Eine noch stärkere Bindung zum Kunden will auch die Reutlinger Bekleidungsmarke Bergmensch aufbauen. „Bergmensch ist viel mehr als nur eine Bekleidungsmarke. Wir möchten eine Familie aus Menschen kreieren, die dieselben Werte teilen und eine ähnliche Weltanschauung haben“, antwortet Mitbegründer Dominik Ebenkofler auf die Frage der „Schwäbischen Zeitung“, warum der T-Shirt-Hersteller seine Kunden duzt. Auch bei der Vermarktung der Pullis, Hemden und Schals spricht das Unternehmen seine Kunden auf eine motivierende Art an: „Mit dem Bergmensch Logo Hoodie zeigst du der Welt, dass du ein echter Bergmensch bist.“Bergmensch wolle „Menschen verbinden, inspirieren, und es schaffen, zusammen die Welt ein kleines bisschen besser zu machen.“ Das fange bei kleinen Dingen an – eben wie beim Sie. „Freunde siezen sich nicht“, sagt Ebenkofler
Ein sehr gewagtes Vorhaben, findet Personalberaterin Isabel Schürmann, die als Mitglied des Netzwerks „Etikette Trainer International“gesellschaftliche Entwicklungen analysiert, sie mit traditionellen Formen vergleicht und Empfehlungen für zeitgemäße Umgangsformen gibt. Sie verstehe zwar die Motivation der jungen Unternehmen, habe aber dennoch ihre Zweifel: „Natürlich wollen die jungen Start-ups auch eine Identifikation mit dem Unternehmen herstellen. Das Duzen soll als Eisbrecher fungieren und auch motivieren“, sagt Schürmann. Doch eine Kauf-und-Verkaufsbeziehung als Freundschafts- oder Familienverhältnis aufzuziehen oder gar unter das Motto von gemeinsamen Werten zu stellen, geht der Expertin etwas zu weit. „Da stellt sich ja dann doch die Frage: Was ist denn eigentlich Freundschaft? Wie haben wir früher eine Freundschaft gesehen, wie sehen wir sie heute?“, erläutert Schürmann. Spätestens dann, wenn Reklamationen anstünden, gingen die Unternehmen
vom freundschaftlichen Du zu einem geschäftlichen Sie über, sagt Schürmann. Eine Freundschaft, die an einem seidenen Faden hängt und zerbricht, wenn das Produkt nicht gefällt oder kaputtgeht.

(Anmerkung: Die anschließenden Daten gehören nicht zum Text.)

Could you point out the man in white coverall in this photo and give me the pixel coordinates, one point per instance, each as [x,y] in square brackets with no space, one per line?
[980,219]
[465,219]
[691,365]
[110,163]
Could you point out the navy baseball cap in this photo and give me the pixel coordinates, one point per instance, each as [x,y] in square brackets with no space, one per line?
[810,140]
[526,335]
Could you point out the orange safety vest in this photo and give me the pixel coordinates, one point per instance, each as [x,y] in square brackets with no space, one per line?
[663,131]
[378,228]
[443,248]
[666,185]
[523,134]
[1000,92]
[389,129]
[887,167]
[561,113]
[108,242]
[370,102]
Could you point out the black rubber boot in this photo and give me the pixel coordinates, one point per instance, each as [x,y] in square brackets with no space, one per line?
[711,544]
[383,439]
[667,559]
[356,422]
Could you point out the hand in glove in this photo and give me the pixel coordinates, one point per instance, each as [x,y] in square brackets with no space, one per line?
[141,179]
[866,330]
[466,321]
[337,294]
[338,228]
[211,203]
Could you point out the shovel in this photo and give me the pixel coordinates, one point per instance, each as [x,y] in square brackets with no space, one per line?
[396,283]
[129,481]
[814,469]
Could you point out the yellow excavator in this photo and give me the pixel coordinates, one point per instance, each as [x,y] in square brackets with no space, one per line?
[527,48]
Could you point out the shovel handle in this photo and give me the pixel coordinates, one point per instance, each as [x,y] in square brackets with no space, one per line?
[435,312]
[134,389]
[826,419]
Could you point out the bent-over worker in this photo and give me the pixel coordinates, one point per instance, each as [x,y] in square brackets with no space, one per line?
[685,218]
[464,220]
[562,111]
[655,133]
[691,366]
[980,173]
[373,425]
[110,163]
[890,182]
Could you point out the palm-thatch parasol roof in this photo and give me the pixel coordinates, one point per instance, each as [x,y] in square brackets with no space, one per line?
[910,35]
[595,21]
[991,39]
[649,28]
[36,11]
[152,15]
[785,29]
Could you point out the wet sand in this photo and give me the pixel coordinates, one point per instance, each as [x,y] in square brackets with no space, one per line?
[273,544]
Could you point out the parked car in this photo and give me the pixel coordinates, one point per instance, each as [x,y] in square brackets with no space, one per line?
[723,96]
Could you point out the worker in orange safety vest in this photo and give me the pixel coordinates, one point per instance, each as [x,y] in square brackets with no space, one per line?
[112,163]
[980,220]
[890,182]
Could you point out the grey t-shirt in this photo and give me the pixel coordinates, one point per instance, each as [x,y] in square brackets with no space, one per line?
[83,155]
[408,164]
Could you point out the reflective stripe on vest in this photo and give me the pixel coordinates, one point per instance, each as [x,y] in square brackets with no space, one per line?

Hinzu kommt: Viele Kunden geht der betont lockere Ton viel zu weit. Ikea und Mymuesli gestehen, dass sie für das Duzen ihrer Kunden auch kritisiert werden und Kunden es sogar als unangenehm empfinden: In der direkten Kundenansprache in Briefen oder Mails „sind wir in Deutschland beim Sie geblieben, denn hier zeigen sich die gesellschaftlichen Unterschiede zwischen Schweden und Deutschland, und das Du wird von manchen Kunden als unangebracht empfunden“, erklärt Ikea. Für Isabel Schürmann völlig verständlich: „Kulturell bedingt haben wir das Sie als Form der Höflichkeit verinnerlicht, daher ist es nicht verwunderlich, dass sich Kunden über das Duzen beschweren.“Ein Spagat zwischen kultureller Gewohnheit und modernem Image. Mymuesli-Geschäftsführer Bessau ist trotz Kritik der Meinung, dass das Duzen auch im Geschäftsleben erlaubt sein sollte. „Man kann trotzdem über die Tonalität gezielt unterscheiden und miteinander wertschätzend kommunizieren.“
Für die Expertin Isabel Schürmann hat der Trend zum Duzen mehrere Ursachen. „Die Internationalisierung, die Diskussionen um New Work mit neuen Arbeitskonzepten, das Generationenthema, die rasant zunehmende Digitalisierung, die Entwicklungen im Bereich soziale Medien und die Zielsetzung, bestimmte Zielgruppen anzusprechen, haben hier einen Einfluss drauf.“Ob sich diese Entwicklung in Deutschland durchsetzen werde, sei ungewiss. Es gebe auch sehr viele Unternehmen, die trotz einer grundsätzlichen Duz-Strategie differenzieren, über welchen Kanal sie auf welche Art kommunizieren. „Ich gehe stark davon aus, dass diese Unternehmen ältere Herrschaften nicht duzen werden“, erklärt Schürmann.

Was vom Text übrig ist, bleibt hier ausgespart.